You like writing Yelp reviews, or Amazon reviews, or talking about every book you read…all of these things count.
Now, I will give you one warning. Personally, I never believed anyone when they said this. I did find out for myself though.
When you hear, “Make a living doing what you love, and you’ll never work a day in your life,” please know that it is utter bullshit.
Anytime you monetize doing what you love, it can become tedious and stressful. Suddenly I have to write about how to split up finances during a divorce and the deadline and looming and why oh why can’t I focus?!
So, my warning is this: You may end up trading your passion for a paycheck.
You can avoid this by properly structuring your time and keeping some things separate. (I’m going to post a blog soon about how to schedule your days for maximum happiness.)
I may have veered a bit off topic, but let’s keep going.
Ask Yourself Why
Why do you want to be a freelance writer?

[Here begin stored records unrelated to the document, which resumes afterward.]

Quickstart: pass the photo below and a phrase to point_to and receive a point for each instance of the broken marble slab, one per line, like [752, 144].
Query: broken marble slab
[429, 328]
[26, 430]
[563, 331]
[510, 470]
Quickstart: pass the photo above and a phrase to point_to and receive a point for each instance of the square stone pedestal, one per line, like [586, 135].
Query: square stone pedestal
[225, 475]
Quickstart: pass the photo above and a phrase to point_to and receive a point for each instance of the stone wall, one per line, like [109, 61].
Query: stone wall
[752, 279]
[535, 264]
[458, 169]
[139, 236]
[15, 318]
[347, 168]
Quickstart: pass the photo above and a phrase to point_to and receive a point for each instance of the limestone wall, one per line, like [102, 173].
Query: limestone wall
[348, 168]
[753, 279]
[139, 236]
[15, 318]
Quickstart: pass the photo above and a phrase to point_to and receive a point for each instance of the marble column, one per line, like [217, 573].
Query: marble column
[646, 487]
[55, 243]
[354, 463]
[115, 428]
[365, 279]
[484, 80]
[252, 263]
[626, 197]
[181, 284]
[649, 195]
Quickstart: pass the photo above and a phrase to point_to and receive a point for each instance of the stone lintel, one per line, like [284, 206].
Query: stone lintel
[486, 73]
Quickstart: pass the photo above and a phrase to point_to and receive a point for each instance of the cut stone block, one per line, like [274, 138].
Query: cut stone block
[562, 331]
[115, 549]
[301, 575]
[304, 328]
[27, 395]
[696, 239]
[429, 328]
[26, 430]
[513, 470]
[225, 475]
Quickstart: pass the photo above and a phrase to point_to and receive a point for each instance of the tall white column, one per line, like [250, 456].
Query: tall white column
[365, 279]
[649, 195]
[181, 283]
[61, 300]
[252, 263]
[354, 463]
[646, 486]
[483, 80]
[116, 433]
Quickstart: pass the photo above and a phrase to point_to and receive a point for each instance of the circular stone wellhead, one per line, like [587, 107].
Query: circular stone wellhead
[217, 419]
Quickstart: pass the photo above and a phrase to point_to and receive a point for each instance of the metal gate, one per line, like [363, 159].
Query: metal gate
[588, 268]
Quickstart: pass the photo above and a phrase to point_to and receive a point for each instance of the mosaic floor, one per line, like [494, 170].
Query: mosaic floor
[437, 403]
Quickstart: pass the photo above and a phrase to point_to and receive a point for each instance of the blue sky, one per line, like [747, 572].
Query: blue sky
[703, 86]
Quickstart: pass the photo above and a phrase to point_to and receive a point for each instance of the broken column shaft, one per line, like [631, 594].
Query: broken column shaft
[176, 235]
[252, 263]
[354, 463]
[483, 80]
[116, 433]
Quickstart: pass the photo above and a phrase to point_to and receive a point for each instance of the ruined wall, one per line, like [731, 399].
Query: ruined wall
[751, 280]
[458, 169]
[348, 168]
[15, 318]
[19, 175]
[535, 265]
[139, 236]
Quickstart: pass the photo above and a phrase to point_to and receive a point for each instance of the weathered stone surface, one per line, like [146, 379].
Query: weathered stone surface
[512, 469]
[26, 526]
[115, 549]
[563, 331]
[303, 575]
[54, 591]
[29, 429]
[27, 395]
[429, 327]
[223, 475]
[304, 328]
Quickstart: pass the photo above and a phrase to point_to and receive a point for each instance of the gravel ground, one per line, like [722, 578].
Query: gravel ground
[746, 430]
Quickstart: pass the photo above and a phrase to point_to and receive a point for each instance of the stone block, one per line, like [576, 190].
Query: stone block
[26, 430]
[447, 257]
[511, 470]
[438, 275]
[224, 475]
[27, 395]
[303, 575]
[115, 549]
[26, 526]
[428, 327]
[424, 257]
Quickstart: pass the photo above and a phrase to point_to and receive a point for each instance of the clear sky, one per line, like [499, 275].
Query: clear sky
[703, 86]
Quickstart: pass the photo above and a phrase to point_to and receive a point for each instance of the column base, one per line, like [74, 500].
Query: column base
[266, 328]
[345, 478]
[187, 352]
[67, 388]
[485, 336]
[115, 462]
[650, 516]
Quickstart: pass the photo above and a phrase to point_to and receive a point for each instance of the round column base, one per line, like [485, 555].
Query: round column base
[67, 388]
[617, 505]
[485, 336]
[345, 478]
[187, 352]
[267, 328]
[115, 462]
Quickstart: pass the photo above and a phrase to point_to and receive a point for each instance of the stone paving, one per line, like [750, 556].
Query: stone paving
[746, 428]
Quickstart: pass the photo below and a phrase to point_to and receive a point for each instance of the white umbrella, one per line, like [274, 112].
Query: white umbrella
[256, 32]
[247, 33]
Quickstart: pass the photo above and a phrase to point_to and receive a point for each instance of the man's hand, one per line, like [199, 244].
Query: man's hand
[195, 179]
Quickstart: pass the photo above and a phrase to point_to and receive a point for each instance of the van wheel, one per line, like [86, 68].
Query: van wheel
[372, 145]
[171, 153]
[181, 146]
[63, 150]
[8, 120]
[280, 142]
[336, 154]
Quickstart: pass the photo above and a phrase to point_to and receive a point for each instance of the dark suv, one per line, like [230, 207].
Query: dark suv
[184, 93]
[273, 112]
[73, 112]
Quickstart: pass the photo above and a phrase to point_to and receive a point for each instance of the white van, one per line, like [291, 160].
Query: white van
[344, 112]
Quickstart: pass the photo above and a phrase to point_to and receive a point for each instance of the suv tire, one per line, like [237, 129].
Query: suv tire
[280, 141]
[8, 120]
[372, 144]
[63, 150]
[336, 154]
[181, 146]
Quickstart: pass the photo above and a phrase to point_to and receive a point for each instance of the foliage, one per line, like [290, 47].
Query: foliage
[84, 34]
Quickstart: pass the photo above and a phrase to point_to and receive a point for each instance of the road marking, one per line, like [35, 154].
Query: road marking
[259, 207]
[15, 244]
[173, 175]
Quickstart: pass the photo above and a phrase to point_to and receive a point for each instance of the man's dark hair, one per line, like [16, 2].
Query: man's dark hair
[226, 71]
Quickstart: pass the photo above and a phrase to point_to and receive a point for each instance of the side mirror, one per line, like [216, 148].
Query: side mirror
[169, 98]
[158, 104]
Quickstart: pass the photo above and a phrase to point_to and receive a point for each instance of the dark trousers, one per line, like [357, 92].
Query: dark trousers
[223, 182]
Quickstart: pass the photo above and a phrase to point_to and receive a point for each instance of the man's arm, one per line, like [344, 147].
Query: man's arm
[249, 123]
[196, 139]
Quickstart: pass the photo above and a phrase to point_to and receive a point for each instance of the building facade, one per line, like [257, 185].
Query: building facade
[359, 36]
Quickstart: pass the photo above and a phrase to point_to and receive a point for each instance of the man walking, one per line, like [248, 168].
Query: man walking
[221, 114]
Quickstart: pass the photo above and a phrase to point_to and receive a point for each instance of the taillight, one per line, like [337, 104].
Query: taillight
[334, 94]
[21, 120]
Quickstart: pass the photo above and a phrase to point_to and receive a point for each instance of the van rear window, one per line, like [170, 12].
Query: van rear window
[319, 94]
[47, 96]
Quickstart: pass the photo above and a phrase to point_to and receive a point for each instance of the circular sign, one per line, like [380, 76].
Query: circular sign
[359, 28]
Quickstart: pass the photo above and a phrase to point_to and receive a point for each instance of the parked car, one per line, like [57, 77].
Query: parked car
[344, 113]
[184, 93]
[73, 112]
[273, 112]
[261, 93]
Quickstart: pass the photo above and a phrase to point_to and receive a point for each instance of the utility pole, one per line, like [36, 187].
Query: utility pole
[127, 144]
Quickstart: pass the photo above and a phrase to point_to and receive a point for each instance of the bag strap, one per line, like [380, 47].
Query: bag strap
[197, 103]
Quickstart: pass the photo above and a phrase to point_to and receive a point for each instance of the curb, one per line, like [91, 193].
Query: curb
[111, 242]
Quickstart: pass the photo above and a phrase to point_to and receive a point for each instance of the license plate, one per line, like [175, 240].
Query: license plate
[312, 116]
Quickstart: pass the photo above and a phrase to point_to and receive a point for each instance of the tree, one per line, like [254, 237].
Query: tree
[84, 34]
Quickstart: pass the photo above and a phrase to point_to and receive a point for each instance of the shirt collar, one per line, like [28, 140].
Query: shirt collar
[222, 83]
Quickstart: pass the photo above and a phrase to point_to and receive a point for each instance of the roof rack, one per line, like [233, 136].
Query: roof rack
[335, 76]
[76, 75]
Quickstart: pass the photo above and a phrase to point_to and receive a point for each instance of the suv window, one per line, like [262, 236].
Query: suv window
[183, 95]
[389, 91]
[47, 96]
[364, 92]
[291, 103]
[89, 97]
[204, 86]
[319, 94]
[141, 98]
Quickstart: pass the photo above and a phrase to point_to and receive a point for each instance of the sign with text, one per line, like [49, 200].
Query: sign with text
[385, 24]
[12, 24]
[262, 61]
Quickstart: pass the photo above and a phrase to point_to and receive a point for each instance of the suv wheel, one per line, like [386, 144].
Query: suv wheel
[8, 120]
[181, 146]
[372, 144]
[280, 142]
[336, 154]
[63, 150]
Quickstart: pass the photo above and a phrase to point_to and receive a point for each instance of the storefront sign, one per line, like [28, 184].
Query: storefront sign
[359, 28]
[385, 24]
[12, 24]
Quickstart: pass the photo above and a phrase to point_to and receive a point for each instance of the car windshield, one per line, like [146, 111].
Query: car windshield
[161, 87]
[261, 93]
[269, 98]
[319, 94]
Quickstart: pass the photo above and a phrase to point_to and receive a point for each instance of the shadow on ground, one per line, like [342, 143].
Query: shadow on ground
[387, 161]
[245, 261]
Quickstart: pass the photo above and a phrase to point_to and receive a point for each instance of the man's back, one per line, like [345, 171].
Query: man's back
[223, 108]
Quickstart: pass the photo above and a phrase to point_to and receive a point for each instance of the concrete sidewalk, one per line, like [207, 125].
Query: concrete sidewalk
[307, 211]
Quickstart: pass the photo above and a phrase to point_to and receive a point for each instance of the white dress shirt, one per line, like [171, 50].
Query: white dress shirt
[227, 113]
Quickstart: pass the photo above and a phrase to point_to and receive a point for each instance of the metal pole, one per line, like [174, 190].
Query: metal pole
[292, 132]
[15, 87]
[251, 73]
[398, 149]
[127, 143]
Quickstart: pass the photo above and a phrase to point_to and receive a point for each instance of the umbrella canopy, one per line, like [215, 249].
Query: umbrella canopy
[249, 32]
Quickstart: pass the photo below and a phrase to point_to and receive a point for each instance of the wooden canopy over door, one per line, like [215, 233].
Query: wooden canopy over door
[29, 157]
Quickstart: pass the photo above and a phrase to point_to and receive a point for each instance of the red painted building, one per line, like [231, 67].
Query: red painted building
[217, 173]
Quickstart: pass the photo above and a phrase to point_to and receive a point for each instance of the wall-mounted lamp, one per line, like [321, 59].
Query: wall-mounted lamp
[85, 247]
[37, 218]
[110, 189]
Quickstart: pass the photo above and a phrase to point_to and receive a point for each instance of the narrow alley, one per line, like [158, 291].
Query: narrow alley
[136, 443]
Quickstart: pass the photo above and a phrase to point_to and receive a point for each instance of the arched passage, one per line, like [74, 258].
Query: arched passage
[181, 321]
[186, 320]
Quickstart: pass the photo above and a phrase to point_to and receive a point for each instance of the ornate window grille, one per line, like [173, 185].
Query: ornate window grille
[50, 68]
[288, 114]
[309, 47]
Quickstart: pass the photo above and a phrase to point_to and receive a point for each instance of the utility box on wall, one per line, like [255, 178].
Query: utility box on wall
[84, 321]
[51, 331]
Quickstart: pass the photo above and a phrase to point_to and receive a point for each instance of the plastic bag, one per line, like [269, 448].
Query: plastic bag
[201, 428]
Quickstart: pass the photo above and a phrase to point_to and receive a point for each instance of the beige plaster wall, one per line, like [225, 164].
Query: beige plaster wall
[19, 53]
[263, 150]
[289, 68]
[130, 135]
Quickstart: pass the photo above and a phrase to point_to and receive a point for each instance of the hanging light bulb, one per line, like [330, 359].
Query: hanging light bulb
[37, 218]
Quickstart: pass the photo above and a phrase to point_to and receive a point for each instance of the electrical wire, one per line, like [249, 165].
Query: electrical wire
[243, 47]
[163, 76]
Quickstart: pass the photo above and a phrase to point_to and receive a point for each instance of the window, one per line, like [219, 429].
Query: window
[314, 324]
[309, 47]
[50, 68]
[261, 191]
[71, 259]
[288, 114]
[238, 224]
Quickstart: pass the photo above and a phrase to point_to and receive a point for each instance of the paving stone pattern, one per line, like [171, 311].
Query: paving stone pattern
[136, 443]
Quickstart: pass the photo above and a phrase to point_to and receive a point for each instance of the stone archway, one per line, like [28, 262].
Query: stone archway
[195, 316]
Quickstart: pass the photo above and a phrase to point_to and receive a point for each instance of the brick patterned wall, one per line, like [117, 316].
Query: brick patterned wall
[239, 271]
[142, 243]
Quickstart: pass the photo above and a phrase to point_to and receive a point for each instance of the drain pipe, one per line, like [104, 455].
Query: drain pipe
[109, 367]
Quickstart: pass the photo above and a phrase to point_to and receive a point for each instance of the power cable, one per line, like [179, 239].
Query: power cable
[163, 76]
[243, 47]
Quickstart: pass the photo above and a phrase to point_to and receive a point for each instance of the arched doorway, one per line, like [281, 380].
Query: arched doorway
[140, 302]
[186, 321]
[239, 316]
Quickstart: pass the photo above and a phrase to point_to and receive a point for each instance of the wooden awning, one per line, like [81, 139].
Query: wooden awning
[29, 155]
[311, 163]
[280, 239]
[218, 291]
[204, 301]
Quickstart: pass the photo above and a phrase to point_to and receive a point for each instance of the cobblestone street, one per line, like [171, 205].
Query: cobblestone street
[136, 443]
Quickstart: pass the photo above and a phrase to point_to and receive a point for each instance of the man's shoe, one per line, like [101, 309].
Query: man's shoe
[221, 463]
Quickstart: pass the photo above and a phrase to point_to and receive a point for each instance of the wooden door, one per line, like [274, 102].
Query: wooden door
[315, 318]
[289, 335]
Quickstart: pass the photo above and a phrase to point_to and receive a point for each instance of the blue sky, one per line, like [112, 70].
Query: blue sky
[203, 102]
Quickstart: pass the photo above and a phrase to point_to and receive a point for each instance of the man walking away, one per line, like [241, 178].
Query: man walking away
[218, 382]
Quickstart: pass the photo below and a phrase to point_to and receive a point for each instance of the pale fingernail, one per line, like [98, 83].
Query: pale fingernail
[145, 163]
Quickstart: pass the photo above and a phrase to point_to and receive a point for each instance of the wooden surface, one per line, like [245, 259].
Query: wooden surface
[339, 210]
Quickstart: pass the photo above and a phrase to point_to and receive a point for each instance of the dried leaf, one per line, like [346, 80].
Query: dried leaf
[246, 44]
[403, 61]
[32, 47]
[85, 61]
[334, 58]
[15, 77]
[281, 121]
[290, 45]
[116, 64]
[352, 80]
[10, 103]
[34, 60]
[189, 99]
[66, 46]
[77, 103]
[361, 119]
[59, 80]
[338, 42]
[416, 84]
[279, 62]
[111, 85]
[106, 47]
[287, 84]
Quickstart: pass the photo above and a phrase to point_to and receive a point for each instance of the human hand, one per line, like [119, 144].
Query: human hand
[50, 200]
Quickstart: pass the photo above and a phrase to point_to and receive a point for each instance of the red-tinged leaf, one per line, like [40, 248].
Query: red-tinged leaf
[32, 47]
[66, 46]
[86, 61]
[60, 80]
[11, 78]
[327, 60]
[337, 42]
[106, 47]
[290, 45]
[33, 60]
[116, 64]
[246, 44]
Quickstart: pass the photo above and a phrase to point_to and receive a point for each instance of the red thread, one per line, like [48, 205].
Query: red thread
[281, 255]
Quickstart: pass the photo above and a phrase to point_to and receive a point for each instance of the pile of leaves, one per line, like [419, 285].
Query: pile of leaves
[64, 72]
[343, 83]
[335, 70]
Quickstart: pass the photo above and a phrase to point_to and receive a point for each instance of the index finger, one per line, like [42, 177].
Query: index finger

Who do you want to help with your freelance writing?
My want came from desperation to leave a job that was injuring my mental health and killing my spirit. Now, that’s obviously not something I would tell a potential client. However, it is part of my story, as you can see here and here.
But it created a motivation to find clients and put myself out there. (That’s hard enough, amirite?) I wrote a bunch of sample articles on being a good customer service representative, and how to create lasting leadership in the workplace.
I realized I wanted to help ME and people just like me! I discovered that I love writing how-to blogs like this one, and like this.
As you create these lists on paper, or in your head, you should start to see a recurring theme. This should get you headed in the right direction.
Your Niche Must Be Relevant
Relevance is subjective, but what I mean is this. If you plan on pitching your writing to potential clients or publications, they probably don’t want a piece on Y2K. You have to keep up with trending topics.
However, if you’re looking for content writing, you’ll need to make sure you understand the basics of what most clients need right now. Understand what search engine optimization (SEO) is. Have a basic understanding of how driving traffic will help a business grow. Learn a little bit about WordPress. (Some clients want their writers to be able to upload their own articles onto their website. My next blog will focus on websites and WordPress.)
Go to Glassdoor or Indeed. Search for “writer” and take a look at qualifications and requirements. You’ll start to see a recurring theme there as well. It should give you some indication of the relevant knowledge and skills you’ll need moving forward.
You may get hired for a job that, at first, doesn’t seem to interest you. Perhaps you find that as you write more on the subject, and learn new things, you actually really do like it!
For example, my friend Amy was desperately seeking any freelance writing job that would pay her. She found a client who wanted her to write about toilet paper.
Oh, how we laughed!
But you know what? Three years later, she still writes for the same client, and she knows everything about toilet paper! She truly loves being a toilet paper guru! And now she is an expert in eco-friendly supply products, cleaning products, janitorial services, and more. She has so many high-paying clients now all because she took a job writing about toilet paper.
So if you are just jumping in head-first, you might find your niche without trying. If you can’t figure out where you belong, try everything!
What am I really good at?
What do I know a shit-ton about?
What kinds of experience is on my resume?
What could I talk about all day long?
What are my hobbies?
Okay, so where is the crossover? Is there a theme coming forward?
I want you to comment and tell me if this was helpful. If it wasn’t, tell me exactly what you want to answer, and I’ll make the edits to this post and give you credit!
Maybe a niche isn’t for you. Maybe you are a generalist like me. Don’t let anyone tell you that it’s a bad idea. The people who are telling you that you must find a profitable niche are the people who are already making big bucks in their niche! Of course, it’s working for them!
Never compare yourself to any other writer. It’s poison. Do what works for you and fuck the rest.